For one, these import-time side effects are often surprising for people who reuse your code. That can include you, months down the road after you’ve written the module, and have completely forgotten that importing it will trigger some kind of microservice connection, for example. Another way of saying this: import-time side effects violate the Principle of Least Surprise.
Another problem: you cannot control the exact timing. Python will execute that module code at some point. But when is not defined by the language. It is hard to predict what order Python will execute individual module files. And the order can change without warning as you evolve the code, or when you upgrade to a new version of Python. Imagine a program where lines could change order each time you run it; import-time side effects are a bit like that.
Finally, they are inflexible. You cannot avoid executing that code if you do not want to; your only option is to not use the module at all. You generally cannot customize its behavior, because the import itself triggers the execution with hard-coded arguments.
The database example above is guilty of all these crimes. It’s a good example of what not to do.
That said, creating import-time side effects is sometimes necessary—or at least useful enough that it is worth the downsides. If you encounter that situation, do not worry about it; go ahead and do it. But always ask if you can organize your application to avoid it.

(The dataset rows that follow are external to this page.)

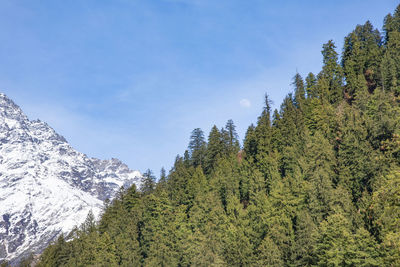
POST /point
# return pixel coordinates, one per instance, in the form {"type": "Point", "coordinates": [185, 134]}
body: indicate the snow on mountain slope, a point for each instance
{"type": "Point", "coordinates": [47, 187]}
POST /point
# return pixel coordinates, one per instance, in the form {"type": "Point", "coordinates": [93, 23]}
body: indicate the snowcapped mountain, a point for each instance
{"type": "Point", "coordinates": [46, 186]}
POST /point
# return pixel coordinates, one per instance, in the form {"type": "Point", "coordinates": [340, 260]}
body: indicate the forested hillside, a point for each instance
{"type": "Point", "coordinates": [314, 183]}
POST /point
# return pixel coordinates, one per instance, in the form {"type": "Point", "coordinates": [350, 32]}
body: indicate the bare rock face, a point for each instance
{"type": "Point", "coordinates": [47, 187]}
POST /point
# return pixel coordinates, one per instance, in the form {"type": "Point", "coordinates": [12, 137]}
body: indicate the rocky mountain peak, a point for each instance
{"type": "Point", "coordinates": [46, 186]}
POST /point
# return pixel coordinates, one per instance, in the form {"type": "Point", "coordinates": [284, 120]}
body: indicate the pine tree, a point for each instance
{"type": "Point", "coordinates": [197, 147]}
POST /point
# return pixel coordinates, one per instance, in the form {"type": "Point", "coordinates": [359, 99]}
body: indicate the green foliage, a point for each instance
{"type": "Point", "coordinates": [316, 183]}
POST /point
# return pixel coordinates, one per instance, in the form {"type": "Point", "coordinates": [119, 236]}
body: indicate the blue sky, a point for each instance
{"type": "Point", "coordinates": [131, 79]}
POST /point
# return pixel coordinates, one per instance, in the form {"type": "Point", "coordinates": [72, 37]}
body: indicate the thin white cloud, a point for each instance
{"type": "Point", "coordinates": [245, 103]}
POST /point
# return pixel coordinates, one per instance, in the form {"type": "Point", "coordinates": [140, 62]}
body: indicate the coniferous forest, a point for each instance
{"type": "Point", "coordinates": [316, 182]}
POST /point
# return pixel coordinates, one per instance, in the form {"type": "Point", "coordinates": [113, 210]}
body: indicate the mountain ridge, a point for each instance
{"type": "Point", "coordinates": [46, 186]}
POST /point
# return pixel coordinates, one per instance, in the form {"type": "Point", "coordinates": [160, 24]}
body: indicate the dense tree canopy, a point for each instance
{"type": "Point", "coordinates": [315, 183]}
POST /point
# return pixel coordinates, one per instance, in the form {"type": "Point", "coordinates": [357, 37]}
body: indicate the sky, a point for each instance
{"type": "Point", "coordinates": [130, 79]}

Python’s module system is so nicely designed that you can go far with it just by understanding a few basics. And having read this chapter, you know there is a lot more depth. That simple interface over complex and powerful semantics makes it possible to amplify the impact of the code you write. You create functions and classes which solve hard problems that people care about, package them in a nice module interface, and suddenly you have empowered a lot of folks to do more with less effort. It is a form of leverage. And whether you are distributing an open source project, creating a module for your team, or even just packaging your code to make it easier for you to reuse in the future, this investment of your effort always comes back to you in positive ways.
1 A component is a general term for some modular unit of software. Simple components can be a function; a class; or an instance of a class. Components can also be larger-scale structures, such as whole libraries or services. But in this chapter, “component” just means “something you can import from a Python module”.
2 Could Python be designed to simply execute the relevant class statement only? Not really. Python is so dynamic as a language, that a class which is defined early in the file can be renamed by a line near the end of that file. The only way to ensure the correct class is imported is to execute the whole module.